Start targeting users EARLY. Our data shows that it may be beneficial to start your advertising efforts as early as mid-October, accounting for the Halloween, Black Friday, and Cyber Monday waves. Reaching target audiences before those extreme spikes in CPI rates occur gives you plenty of time to understand your users and their preferences, which you can later use for more effective re-engagement campaigns on the major holidays themselves.

This is particularly important for shopping apps and the US, whose CPIs will rise drastically and dramatically throughout mid-October and mid-November before most holidays. On the other hand, since rates proved to be distinctly lower the day or two before each holiday, this may also be a good opportunity to launch powerful, data-driven campaigns at budget-friendly prices.

Pay close attention to your revenue. Ultimately, CPIs are just one side of the overall ROAS coin. While high costs can negatively impact your app if left unbalanced, it is also important to understand if that high cost is matched by a high overall LTV. High CPIs may not necessarily be a downfall – your app may still reap the benefits of high profitability if your holiday season advertising efforts bring high-value users.

Christmas does not have as much weight as may be expected. While the UK stood out as having the most distinct increases and peaks on and around the holiday, all other countries showed little extreme activity on that day itself, surprisingly maintaining fairly consistent rates throughout the period. When planning your budget for the holidays, remember that the true cost of Christmas does not happen on the day itself (in all countries except the UK), but instead a couple of weeks ahead of time.

Take advantage of surprising US trends. In both shopping and gaming, the US pulled out some surprises at various points in the holiday season. Given the sharper increases well before Black Friday and again one or two weeks before Christmas, one good strategy for shopping app marketers looking to crack the US may be to aggressively engage users as early as a month and a half before Black Friday and two weeks before Christmas. This creates an opportunity to run more efficient re-engagement or retargeting campaigns on the holiday itself.
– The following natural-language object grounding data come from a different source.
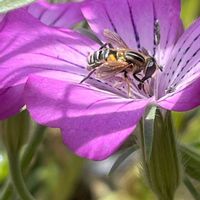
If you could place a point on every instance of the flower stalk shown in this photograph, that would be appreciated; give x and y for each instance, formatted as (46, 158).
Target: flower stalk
(17, 178)
(162, 169)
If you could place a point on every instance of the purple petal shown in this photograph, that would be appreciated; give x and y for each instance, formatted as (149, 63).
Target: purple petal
(94, 123)
(184, 100)
(1, 17)
(171, 27)
(185, 61)
(58, 15)
(134, 20)
(11, 101)
(42, 49)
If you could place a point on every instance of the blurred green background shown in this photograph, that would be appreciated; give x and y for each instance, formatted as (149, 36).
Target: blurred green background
(57, 174)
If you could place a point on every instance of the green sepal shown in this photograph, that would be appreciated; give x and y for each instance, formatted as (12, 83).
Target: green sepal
(148, 131)
(189, 185)
(125, 154)
(191, 161)
(7, 5)
(15, 131)
(163, 171)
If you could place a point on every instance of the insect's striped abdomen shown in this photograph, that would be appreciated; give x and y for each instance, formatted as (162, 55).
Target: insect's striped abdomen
(132, 56)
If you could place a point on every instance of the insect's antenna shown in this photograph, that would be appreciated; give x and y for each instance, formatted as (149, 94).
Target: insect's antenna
(88, 76)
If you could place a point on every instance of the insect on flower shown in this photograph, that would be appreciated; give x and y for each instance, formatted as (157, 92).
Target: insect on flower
(109, 61)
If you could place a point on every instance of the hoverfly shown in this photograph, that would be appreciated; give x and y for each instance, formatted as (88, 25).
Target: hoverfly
(108, 61)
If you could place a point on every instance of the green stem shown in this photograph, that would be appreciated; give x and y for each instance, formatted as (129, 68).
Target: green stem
(31, 148)
(191, 188)
(17, 178)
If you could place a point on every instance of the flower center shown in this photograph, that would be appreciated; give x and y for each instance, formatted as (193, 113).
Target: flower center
(125, 69)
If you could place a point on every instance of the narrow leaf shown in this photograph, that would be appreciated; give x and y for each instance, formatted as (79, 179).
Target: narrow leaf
(126, 153)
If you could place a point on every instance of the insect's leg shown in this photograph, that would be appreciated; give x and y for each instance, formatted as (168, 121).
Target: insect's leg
(144, 51)
(134, 75)
(88, 76)
(156, 33)
(128, 82)
(106, 45)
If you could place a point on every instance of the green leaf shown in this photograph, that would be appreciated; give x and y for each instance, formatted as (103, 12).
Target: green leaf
(7, 5)
(191, 188)
(190, 11)
(148, 131)
(191, 161)
(125, 154)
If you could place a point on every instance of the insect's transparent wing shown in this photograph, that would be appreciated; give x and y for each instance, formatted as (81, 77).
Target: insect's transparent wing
(114, 39)
(110, 69)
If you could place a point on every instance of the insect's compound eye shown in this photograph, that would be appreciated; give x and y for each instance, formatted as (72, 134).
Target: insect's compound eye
(151, 63)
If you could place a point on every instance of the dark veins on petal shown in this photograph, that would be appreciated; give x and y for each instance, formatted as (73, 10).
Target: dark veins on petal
(134, 26)
(187, 49)
(109, 18)
(59, 16)
(72, 48)
(192, 43)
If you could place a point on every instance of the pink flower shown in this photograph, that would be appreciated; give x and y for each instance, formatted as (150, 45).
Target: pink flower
(96, 117)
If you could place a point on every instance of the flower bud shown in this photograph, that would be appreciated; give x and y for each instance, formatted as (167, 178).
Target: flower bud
(14, 131)
(163, 167)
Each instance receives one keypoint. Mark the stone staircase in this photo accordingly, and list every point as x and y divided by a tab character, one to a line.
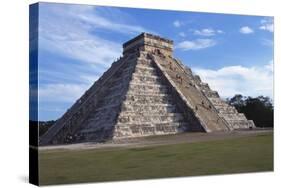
146	92
190	93
148	107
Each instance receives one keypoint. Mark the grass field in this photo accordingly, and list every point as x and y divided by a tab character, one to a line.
236	155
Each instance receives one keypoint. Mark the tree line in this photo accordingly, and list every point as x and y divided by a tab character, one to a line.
259	109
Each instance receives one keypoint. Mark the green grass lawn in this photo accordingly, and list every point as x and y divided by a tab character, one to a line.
237	155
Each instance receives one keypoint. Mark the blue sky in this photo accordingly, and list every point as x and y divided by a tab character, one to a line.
77	43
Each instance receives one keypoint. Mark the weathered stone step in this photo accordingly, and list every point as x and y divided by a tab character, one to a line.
236	116
145	99
145	70
137	87
240	124
169	117
141	92
143	129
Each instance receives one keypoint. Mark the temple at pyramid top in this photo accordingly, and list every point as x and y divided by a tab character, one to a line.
150	43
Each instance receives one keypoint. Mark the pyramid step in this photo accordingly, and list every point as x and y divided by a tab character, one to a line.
138	87
148	79
236	116
159	108
143	129
168	117
240	124
141	92
145	62
146	99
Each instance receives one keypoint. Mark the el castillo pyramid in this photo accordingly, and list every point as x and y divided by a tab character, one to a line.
145	92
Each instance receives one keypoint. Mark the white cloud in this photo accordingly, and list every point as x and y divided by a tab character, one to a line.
61	92
182	34
196	44
207	32
267	42
246	30
267	24
70	31
231	80
177	23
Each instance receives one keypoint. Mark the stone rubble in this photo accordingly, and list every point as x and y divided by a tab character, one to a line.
146	92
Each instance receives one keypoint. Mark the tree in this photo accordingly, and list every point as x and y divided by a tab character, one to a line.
259	109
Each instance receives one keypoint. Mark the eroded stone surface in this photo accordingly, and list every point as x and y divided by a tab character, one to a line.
146	92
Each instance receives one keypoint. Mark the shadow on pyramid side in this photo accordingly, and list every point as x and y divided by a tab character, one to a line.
146	92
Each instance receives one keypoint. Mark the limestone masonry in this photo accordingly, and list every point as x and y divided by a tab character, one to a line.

For gaming marketers, dispel the myth of sky-high, post-Christmas CPI rates and consider running both UA and re-engagement campaigns in the last 5-10 days of the year for high, cost-effective New Year impact.
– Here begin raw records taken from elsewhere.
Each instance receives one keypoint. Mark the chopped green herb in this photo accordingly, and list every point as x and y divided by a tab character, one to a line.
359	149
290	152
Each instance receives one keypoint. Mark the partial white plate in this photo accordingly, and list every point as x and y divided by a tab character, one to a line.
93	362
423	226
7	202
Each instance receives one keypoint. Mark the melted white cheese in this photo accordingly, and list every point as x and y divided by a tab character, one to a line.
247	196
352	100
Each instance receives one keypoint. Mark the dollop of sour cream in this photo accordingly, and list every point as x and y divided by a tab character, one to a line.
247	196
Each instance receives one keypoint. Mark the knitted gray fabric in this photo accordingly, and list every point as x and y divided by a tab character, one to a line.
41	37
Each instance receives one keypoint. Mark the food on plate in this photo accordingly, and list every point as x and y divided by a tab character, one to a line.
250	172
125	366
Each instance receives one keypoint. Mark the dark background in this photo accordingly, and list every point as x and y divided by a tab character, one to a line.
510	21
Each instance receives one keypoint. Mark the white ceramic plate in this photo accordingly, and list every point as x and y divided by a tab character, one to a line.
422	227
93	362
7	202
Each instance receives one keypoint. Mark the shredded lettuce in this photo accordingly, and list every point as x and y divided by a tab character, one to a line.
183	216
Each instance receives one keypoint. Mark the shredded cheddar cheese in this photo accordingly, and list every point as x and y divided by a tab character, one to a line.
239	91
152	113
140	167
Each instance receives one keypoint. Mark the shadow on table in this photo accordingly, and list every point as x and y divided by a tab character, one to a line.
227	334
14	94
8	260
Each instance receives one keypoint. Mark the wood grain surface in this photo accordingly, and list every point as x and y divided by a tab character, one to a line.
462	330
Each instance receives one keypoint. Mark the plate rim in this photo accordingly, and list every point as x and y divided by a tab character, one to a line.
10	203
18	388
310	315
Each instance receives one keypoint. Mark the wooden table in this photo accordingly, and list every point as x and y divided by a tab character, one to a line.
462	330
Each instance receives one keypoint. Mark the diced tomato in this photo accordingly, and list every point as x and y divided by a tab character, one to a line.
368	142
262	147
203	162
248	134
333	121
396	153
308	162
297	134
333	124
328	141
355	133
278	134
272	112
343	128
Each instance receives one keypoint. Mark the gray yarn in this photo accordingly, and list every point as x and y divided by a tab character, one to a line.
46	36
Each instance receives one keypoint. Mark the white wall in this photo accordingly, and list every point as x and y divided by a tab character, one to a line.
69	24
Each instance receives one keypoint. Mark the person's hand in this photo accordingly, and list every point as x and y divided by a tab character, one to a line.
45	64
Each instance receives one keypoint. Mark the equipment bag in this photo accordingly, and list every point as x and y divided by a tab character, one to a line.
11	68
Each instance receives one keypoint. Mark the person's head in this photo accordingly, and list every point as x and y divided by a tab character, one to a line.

Watch out for Brazil spikes at end of November. In shopping, Brazil peaked sharply in the Black Friday and Cyber Monday time range. While the rest of the year was much quieter, the end of November in Brazil stands out as consistently spiking hard when the sales come out. As a marketer in this country you can expect your CPIs to soar. Account for this when strategizing your user acquisition budget.

 

To sum up, the end-of-year holidays are not to be underestimated when it comes to fluctuating CPI rates, though some are more extreme in influence than others. When harnessed well, the holidays can be major boosts for ad traffic, user acquisition, revenue and profitability. Just remember that the mobile ad space will be shifting along with your strategy and user expectations; if you don’t adapt, you will be risking more than a lump of coal in your stocking.